Of course, this assumes a server-side HTML rendering starting point. If users start with frontend rendering, e.g., via React, then this isn't applicable.

dmitshur avatar Oct 10 '17 19:10 dmitshur

Other things to consider here:

  1. With WebAssembly support eventually coming to Go, bundle sizes may be less of a problem (but probably still enough of a problem to warrant trying some server-side rendering).
  2. If we have to offer a solution for this, it will probably require some API changes or else we will end up with some duplicated / ugly methods in the Vecty API. So I'm tagging as 1.0 just to figure out what APIs would need to be in place before supporting this.

emidoots avatar Dec 04 '17 06:12 emidoots

you've probably seen https://github.com/olebedev/go-starter-kit/ which does react/server side rendering using goja. Might provide some inspiration/go code to borrow (MIT licensed).

glycerine avatar Dec 29 '17 07:12 glycerine

Why can't we render the page and just let that first update on the client side blow it all away?
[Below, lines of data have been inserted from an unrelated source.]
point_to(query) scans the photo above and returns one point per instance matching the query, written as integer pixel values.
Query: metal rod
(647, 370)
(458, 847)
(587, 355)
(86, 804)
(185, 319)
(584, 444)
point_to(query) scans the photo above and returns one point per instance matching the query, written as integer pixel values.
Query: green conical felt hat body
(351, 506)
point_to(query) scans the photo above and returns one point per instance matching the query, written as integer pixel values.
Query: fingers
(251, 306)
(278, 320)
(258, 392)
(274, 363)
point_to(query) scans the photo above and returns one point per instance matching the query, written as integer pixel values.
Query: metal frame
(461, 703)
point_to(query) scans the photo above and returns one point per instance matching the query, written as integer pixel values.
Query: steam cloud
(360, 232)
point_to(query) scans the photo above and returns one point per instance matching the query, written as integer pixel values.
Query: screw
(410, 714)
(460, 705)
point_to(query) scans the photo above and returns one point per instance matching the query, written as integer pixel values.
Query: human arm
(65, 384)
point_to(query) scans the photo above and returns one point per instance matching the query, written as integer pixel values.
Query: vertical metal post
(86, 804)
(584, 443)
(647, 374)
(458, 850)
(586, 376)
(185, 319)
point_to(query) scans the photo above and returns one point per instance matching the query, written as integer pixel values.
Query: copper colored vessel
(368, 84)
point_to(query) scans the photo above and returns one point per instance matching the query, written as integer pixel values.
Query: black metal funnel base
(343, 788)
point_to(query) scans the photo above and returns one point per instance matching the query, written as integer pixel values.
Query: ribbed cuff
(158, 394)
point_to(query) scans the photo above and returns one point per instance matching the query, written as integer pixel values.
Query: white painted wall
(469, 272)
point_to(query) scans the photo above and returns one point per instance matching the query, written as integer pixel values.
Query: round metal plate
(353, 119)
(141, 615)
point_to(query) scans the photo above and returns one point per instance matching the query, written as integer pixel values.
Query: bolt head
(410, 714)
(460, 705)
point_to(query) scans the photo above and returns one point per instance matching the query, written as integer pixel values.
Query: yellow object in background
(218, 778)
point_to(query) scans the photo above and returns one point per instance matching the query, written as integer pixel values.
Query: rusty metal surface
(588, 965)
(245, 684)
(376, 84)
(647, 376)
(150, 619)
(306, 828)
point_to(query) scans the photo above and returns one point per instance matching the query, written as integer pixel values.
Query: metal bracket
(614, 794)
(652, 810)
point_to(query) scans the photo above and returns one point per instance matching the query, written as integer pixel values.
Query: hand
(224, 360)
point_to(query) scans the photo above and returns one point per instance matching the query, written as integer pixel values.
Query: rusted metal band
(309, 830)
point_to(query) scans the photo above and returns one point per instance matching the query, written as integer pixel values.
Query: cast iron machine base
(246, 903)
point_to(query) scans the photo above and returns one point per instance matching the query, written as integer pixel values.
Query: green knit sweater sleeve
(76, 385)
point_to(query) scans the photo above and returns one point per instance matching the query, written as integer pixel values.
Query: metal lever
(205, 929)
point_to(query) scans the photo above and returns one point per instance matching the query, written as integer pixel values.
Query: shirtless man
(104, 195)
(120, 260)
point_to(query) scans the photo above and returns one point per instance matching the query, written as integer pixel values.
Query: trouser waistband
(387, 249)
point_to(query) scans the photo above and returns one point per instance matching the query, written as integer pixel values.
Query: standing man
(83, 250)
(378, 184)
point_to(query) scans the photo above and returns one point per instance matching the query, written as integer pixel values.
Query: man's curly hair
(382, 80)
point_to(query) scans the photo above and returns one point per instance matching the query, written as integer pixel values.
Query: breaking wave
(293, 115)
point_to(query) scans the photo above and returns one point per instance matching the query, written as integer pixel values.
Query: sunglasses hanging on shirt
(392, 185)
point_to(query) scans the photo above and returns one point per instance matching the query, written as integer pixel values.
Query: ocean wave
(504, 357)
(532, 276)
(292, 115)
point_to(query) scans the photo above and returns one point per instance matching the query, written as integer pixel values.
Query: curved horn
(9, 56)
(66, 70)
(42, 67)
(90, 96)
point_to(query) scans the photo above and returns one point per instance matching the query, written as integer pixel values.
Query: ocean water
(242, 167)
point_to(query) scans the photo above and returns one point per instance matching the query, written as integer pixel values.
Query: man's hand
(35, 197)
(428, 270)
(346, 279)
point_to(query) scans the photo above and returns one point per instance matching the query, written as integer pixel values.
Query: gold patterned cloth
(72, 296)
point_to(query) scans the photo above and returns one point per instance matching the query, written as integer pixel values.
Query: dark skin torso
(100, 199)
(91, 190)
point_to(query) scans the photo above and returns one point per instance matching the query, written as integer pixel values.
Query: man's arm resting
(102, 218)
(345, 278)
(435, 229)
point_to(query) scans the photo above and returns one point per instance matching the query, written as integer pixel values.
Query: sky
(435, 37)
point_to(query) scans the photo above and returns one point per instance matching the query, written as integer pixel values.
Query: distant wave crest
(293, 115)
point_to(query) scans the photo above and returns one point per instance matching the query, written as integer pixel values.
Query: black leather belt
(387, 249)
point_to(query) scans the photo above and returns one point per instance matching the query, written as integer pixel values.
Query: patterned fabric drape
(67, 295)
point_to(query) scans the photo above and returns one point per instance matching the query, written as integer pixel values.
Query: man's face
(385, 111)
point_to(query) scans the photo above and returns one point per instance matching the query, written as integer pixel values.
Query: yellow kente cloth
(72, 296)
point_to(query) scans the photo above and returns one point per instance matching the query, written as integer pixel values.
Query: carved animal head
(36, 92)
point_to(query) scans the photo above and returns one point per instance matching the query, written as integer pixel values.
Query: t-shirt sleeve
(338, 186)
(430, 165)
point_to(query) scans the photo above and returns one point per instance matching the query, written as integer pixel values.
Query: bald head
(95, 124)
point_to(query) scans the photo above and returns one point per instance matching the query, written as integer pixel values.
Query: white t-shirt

They'd presumably start with the same state.

progrium avatar Oct 03 '18 04:10 progrium

https://github.com/rendora/rendora

emidoots avatar Dec 11 '18 03:12 emidoots

Ouch, that's the brutal way of doing it (headless chrome).

pdf avatar Dec 11 '18 03:12 pdf

(Just thought it was interesting and relevant, not making any statements about its efficacy)

emidoots avatar Dec 11 '18 03:12 emidoots

brutal

it's probably the most logical and performant way to do ssr now, headless chrome on docker only takes around 200MB and rendora takes another 16-20MB of RAM, that's about it and the latency is below 100ms for my use case.